47 mg/dL in patients who received pharmaceutical care, while the mean blood glucose values in the control patients increased by 19.4 mg/dL at the end of the study. This reduction in blood glucose level in the intervention group is an excellent achievement given that the service selleck inhibitor was provided for such a short period of time. A similar study conducted by Berringeret al. in two community pharmacies in the USA showed that blood glucose levels decreased in the intervention group by 19.3 mg/dL in 6 months. The frequency of symptomatic episodes of hyperglycemia and hypoglycemia was significantly reduced in the intervention group. From the study, it is evident that the rural population knew very little about diabetes and lifestyle modifications.
The pharmacists?? intervention produced statistically significant improvements in the intervention group. The improved diabetes knowledge scores among the patients in the intervention group show that the participants successfully retained the information delivered over the duration of the study. A lack of knowledge about the disease and its management can be considered as an important reason for improper control of DM. Another study conducted in Bangalore in 2005 showed that patient counselling by pharmacists on diabetes significantly increased patients?? knowledge about all aspects of DM and its management.[17,18] The pharmacist is an integral member of a healthcare team and assumes varied functional roles including the procurement and supply of medicines to pharmaceutical care services and helping ensure that patients receive the best treatment.

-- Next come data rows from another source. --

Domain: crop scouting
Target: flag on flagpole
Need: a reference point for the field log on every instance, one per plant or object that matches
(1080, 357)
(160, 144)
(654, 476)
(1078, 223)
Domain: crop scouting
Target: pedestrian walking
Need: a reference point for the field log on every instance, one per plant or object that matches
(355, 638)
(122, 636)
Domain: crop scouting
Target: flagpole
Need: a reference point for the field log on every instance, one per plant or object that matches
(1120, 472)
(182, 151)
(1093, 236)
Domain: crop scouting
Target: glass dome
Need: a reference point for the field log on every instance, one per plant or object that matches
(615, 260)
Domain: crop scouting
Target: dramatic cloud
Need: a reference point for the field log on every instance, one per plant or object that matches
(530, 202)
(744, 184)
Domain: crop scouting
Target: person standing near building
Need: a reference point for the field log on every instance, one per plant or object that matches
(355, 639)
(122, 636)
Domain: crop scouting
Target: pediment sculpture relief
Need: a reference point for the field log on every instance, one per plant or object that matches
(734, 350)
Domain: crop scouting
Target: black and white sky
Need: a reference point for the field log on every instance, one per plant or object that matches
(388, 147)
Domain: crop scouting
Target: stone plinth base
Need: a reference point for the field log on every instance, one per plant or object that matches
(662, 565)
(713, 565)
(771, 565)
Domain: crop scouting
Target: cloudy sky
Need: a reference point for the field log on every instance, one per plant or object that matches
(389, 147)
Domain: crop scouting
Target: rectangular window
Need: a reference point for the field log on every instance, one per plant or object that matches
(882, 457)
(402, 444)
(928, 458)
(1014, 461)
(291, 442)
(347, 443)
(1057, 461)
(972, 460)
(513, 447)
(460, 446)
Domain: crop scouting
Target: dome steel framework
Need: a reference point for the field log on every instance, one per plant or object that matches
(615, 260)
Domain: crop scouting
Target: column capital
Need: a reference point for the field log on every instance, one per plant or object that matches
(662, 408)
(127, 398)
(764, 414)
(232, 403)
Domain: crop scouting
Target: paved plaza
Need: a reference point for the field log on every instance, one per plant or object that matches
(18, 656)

Involvement of pharmacists in patient care has reduced the number of hospital admissions and patient visits for medical emergencies. As Dr. Hans V. Hogerzeil, WHO Director of Medicines Policy and Standards, said, ??Pharmacists have an important role to play in health care, which is much more than selling medicines.??[19,20] At the end of the study, the intervention group showed Batimastat a noticeable improvement in the mean of DCP subscale score. All the four subscales (health status [subscale I], understanding [subscale II], control problems [subscale III] and social and personal factors [subscale IV]) showed statistically significant improvements in the intervention group compared with the control group. CONCLUSIONS Community pharmacists are in a unique position to monitor and counsel rural patients with DM. The need for increased diabetes care presents an excellent opportunity for community pharmacists to become more involved in the management and follow-up of people with diabetes. This study demonstrates the positive impact that the community pharmacist can have in achieving the primary selleck chemical therapeutic goal in diabetes patients of overall diabetes control.